One issue that will be visible in later chapters is the granularity with which state is shared. In the example program, the variables are global, and they are shared by the entire collection of procedures. Global variables have long been considered a bad idea in all but the shortest programs. Many other styles discussed in this book use procedures that share variables in much smaller scopes. In fact, a lot of interesting stylistic work has been done over the years in order to limit side effects in specific manners.
At the systems scale, cookbook architectural styles are widely used in practice, with components sharing and changing external state such as that stored in databases.

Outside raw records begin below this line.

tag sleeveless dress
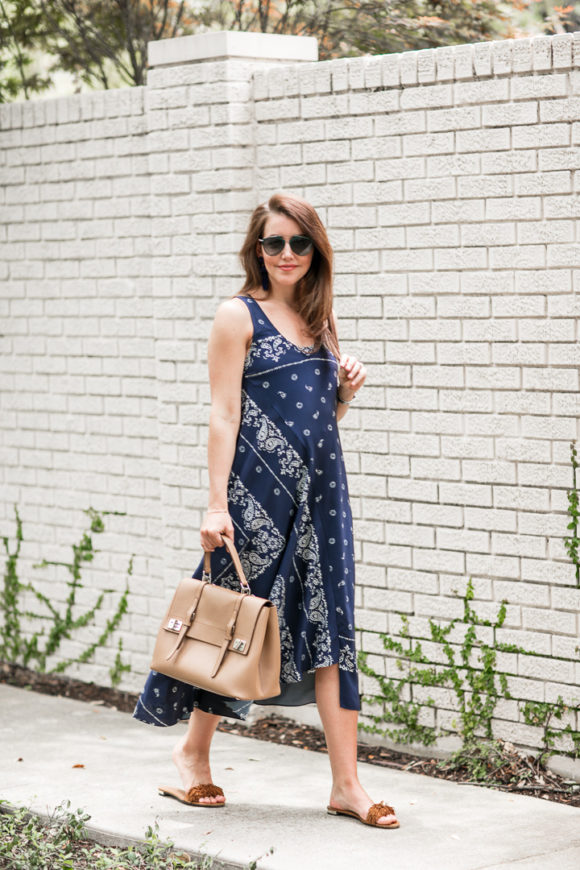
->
[133,295,360,726]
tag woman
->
[133,193,399,828]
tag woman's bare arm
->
[201,299,252,550]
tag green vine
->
[520,695,580,763]
[564,441,580,587]
[0,506,133,686]
[358,578,580,759]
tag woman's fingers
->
[200,514,234,553]
[339,354,367,391]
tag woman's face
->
[256,214,314,287]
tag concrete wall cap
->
[147,30,318,69]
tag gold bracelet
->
[336,387,356,405]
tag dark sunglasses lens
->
[262,236,286,257]
[290,236,313,257]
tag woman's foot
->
[171,735,225,804]
[328,783,398,828]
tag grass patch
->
[0,801,215,870]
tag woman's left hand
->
[338,354,367,399]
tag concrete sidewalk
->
[0,685,580,870]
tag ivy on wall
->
[0,506,134,686]
[358,443,580,762]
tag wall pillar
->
[145,32,318,594]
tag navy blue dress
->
[133,296,360,726]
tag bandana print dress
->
[133,296,360,726]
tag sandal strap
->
[186,783,223,802]
[367,801,395,825]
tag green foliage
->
[0,801,218,870]
[359,579,524,745]
[200,0,511,60]
[0,506,133,686]
[520,695,580,761]
[0,0,51,103]
[359,442,580,768]
[564,441,580,587]
[359,579,580,778]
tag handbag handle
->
[203,535,251,595]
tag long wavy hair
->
[234,191,340,361]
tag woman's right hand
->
[200,511,234,553]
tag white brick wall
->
[0,34,580,756]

During the 1960s, more and larger programs were being developed that challenged the programming technologies of the time. One of the main challenges had to do with programs being understood by other people. Programming languages were becoming increasingly more featureful, without them necessary letting go of older constructs. The same program could be expressed in many different ways. In the late 1960s, a debate started about which features of the programming languages were "good" and which ones were "bad" [for the purpose of program understanding]. This debate, led, in part, by Dijkstra, advocated restraint in using some features considered harmful, such as long jumps (GOTO), and instead called for the use of higher-level iterative constructs (e.g. while loops), procedures and appropriate modularization of code. Not everyone agreed with Dijkstra's position, but his arguments prevailed. This gave rise to the era of structured programming – the style that is illustrated in this chapter, and that emerged in opposition to unstructured, or monolithic, programming as seen in the previous chapter.

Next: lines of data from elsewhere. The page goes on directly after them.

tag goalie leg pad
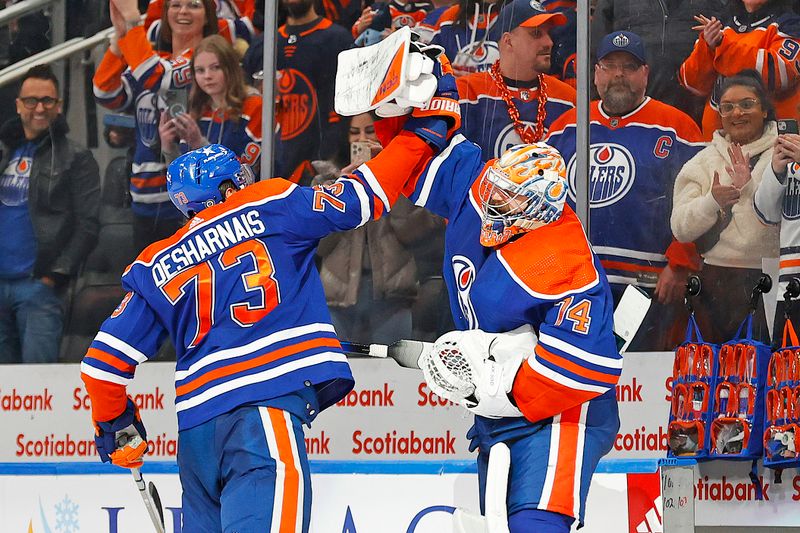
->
[485,442,510,533]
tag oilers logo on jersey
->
[783,162,800,220]
[452,255,478,329]
[453,41,500,76]
[136,92,159,148]
[494,120,535,157]
[567,143,636,208]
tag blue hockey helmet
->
[167,144,255,218]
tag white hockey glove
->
[334,27,444,117]
[375,36,444,118]
[419,325,538,418]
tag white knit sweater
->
[670,122,778,269]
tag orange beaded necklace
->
[489,60,547,144]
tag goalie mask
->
[167,144,255,218]
[478,142,568,246]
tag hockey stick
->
[342,285,650,369]
[131,468,164,533]
[342,340,433,369]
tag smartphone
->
[164,89,189,118]
[350,141,372,165]
[614,285,652,353]
[778,118,800,135]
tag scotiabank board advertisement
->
[0,354,672,462]
[0,353,800,533]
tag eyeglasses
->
[719,98,760,117]
[19,96,61,109]
[167,0,203,11]
[597,62,642,74]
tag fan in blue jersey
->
[81,42,459,533]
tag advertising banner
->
[0,353,672,462]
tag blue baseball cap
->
[495,0,567,33]
[597,31,647,63]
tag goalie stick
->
[131,462,164,533]
[342,285,651,369]
[342,340,433,369]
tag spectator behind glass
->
[755,120,800,340]
[351,0,433,46]
[679,0,800,139]
[432,0,503,76]
[457,0,575,161]
[276,0,353,185]
[671,71,778,342]
[314,113,427,344]
[158,35,261,174]
[547,31,702,351]
[0,65,100,363]
[93,0,245,255]
[591,0,726,123]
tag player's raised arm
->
[81,292,165,468]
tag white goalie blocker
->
[334,26,442,117]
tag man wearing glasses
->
[548,31,702,351]
[0,65,100,363]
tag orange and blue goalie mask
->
[478,142,569,246]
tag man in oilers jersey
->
[81,40,458,533]
[379,94,622,533]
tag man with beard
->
[277,0,353,185]
[548,31,702,350]
[457,0,575,161]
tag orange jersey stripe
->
[131,176,167,189]
[267,407,300,531]
[86,348,136,374]
[175,338,341,396]
[511,362,600,422]
[81,373,128,422]
[536,344,619,385]
[547,405,581,516]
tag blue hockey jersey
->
[81,134,430,429]
[432,5,500,76]
[547,97,703,288]
[456,72,575,160]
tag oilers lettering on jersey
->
[567,143,636,208]
[278,68,317,141]
[547,97,703,288]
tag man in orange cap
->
[457,0,575,160]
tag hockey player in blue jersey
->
[81,39,458,533]
[378,97,622,533]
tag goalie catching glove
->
[400,46,461,151]
[419,325,538,418]
[94,396,147,468]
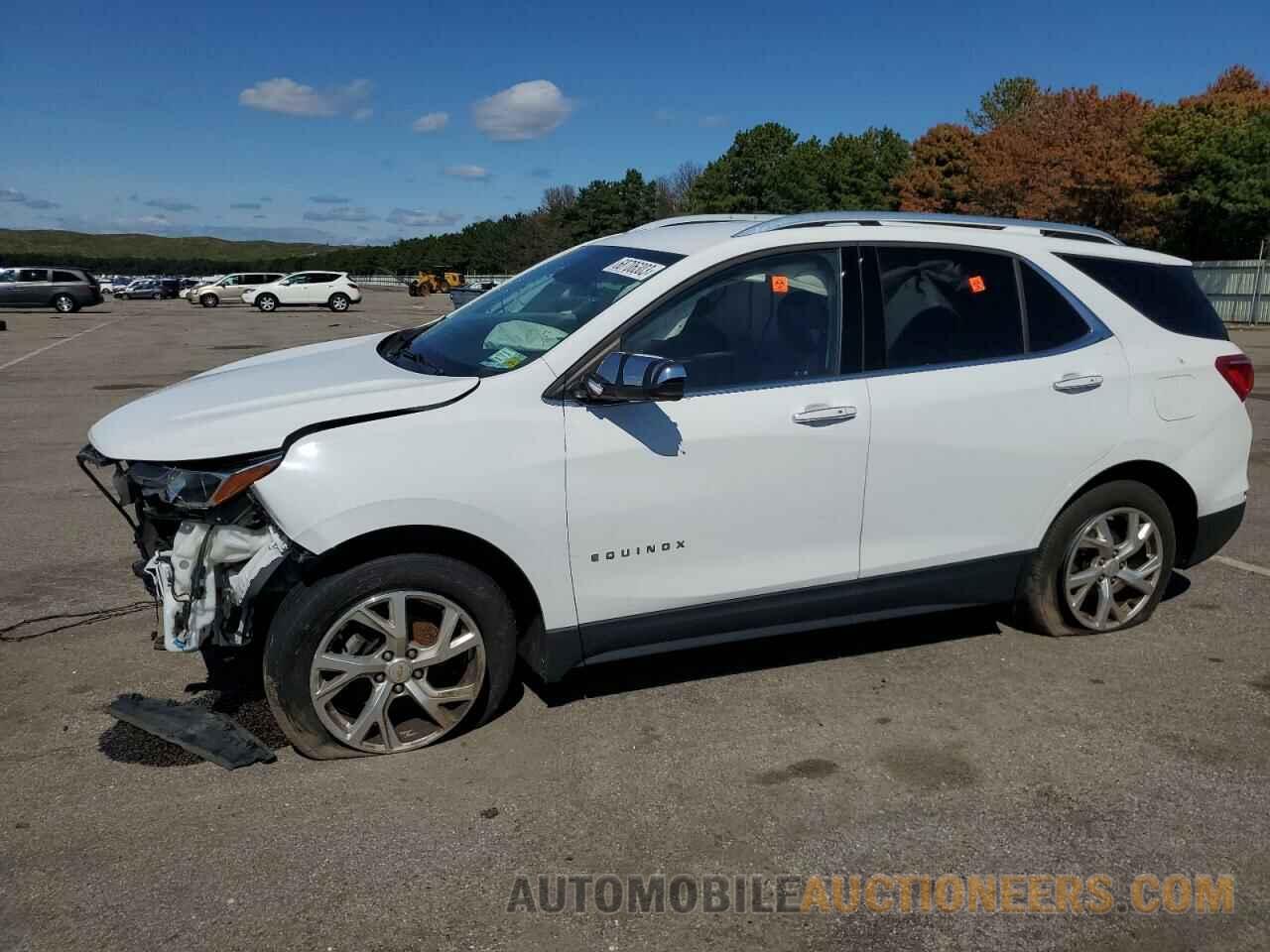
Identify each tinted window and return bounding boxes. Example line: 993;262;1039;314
621;251;842;394
877;245;1024;369
1020;263;1089;350
1060;255;1228;340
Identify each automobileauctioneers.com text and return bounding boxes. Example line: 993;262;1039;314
507;872;1234;915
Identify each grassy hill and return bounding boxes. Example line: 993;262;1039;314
0;228;337;264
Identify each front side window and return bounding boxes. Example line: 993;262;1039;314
874;245;1024;369
380;245;682;377
620;250;840;394
1060;255;1229;340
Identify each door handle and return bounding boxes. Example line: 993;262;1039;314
793;404;856;422
1054;373;1102;394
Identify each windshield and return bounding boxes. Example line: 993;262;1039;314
380;245;684;377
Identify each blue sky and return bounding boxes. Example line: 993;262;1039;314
0;0;1270;242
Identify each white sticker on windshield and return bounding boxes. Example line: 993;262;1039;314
603;258;666;281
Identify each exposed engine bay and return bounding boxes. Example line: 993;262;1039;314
77;445;299;652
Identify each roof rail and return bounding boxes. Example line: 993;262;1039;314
734;212;1124;245
631;214;779;231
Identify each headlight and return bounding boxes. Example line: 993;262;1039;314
127;453;285;509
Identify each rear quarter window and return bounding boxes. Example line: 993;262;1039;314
1060;255;1229;340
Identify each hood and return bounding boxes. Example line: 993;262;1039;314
89;334;480;462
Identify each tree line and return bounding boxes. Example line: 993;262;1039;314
7;66;1270;274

Dijkstra, E. (1970). Notes on Structured Programming. Available from http://www.cs.utexas.edu/users/EWD/ewd02xx/EWD249.PDF
Synopsis: Dijkstra was one of the most vocal advocates of structured programming. These notes lay out some of Dijkstra's thoughts on programming in general. A classic.

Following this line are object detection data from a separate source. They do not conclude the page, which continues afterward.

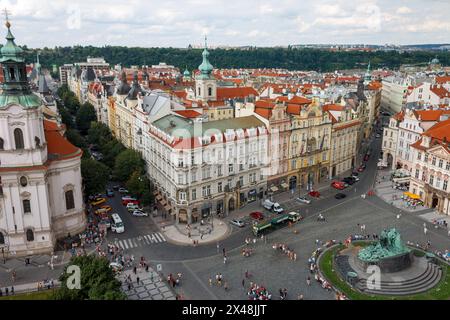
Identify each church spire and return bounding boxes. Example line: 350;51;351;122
0;14;41;108
198;36;213;79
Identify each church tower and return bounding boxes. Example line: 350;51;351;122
195;37;217;101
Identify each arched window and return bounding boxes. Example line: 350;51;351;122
14;128;24;149
27;229;34;241
65;190;75;210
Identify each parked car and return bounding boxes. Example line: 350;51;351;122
250;211;264;220
331;181;345;190
230;219;245;228
133;210;148;217
122;197;139;206
342;177;356;185
127;202;140;212
296;197;311;204
91;198;106;206
308;191;320;198
263;199;284;213
109;262;123;273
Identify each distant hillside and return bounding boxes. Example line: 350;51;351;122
10;46;450;72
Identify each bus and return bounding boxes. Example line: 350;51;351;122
253;212;303;236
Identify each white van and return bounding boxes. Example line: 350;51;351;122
263;199;284;213
111;213;125;233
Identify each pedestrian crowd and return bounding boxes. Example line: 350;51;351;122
272;243;297;261
247;283;272;300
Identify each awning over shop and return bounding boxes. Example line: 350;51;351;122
403;192;420;200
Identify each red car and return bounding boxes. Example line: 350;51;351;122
331;181;345;190
122;198;139;206
250;211;264;220
358;164;366;172
308;191;320;198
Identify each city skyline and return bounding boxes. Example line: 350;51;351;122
0;0;450;48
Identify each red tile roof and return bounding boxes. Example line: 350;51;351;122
435;76;450;84
217;87;259;100
44;120;82;161
430;85;450;99
174;110;202;118
414;110;450;121
423;119;450;142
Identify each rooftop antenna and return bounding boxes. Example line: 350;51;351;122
3;8;11;28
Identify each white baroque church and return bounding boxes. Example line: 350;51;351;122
0;22;86;257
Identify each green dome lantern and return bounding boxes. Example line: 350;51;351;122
197;37;213;79
0;21;41;109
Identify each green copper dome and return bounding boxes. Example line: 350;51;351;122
197;37;213;79
0;22;25;62
0;21;42;109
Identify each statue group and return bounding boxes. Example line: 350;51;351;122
358;228;410;262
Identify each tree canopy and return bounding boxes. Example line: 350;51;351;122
22;46;450;72
52;255;126;300
81;159;110;195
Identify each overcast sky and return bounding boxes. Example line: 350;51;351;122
0;0;450;48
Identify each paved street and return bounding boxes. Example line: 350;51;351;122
0;115;450;299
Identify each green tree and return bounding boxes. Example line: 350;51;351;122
81;159;110;195
87;122;112;145
126;171;153;206
75;102;97;135
114;149;144;182
52;255;126;300
66;129;87;149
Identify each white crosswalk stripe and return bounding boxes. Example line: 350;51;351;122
117;232;166;250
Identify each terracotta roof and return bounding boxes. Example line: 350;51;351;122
276;96;311;104
430;86;450;98
423;119;450;142
322;104;344;111
255;100;275;108
255;108;272;119
414;110;450;121
435;76;450;84
44;120;82;161
174;110;202;118
217;87;259;100
393;111;405;121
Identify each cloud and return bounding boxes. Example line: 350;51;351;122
0;0;450;47
395;7;413;14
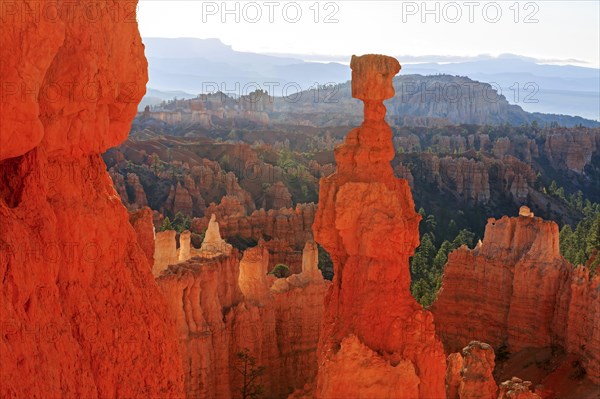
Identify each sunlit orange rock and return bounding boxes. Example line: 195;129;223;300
157;241;329;399
458;341;498;399
431;206;600;383
313;55;446;398
129;207;155;265
0;0;183;398
498;377;541;399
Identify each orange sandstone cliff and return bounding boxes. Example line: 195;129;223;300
431;207;600;383
0;0;183;398
157;233;329;399
313;55;446;399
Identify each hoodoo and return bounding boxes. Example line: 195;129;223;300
0;0;184;398
313;55;446;399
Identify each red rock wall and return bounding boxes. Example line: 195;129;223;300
431;212;600;381
0;1;183;398
157;247;328;399
313;55;446;398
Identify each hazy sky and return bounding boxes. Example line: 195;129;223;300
138;0;600;67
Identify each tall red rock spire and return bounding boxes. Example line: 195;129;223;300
313;54;445;399
0;0;183;398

Wulf, W. and Shaw, M. (1973). Global variable considered harmful. SIGPLAN Notices 8(2): 28–34.
Synopsis: More opinions on structuring programs. This paper, as the title says, argues against global variables: not just structured programming, but well-structured programming.
Idempotence: A function, or procedure, is idempotent when multiple applications of it produce exactly the same observable effects as applying it just once.
Mutable variable: A mutable variable is one in which its assigned value can change over time.
Procedure: A procedure is a subroutine of a program. It may or may not receive input parameters, and it may or may not return a value.
Side effect: Side effect is a change in an observable part of a program. Side effects include writing to files or the screen, reading input, changing the value of observable variables, raising an exception, etc. Programs interact with the outside world via side effects.
4.1 Another language. Implement the example program in another language, but preserve the style.
4.2 Scope 'em. Modify the example program so that there are no global variables but the imperative style is still the dominant style and the procedures are essentially the same.
4.3 Double trouble. In the example program, which procedures are idempotent and which ones aren't?
4.4 Details matter. Modify the example program as little as possible but make it so that all procedures become idempotent.
4.5 A different program. Write a different program, also in the Cookbook style, that does exactly the same thing as the example program but with different procedures.
4.6 A different task. Write one of the tasks proposed in the Prologue using the Cookbook style.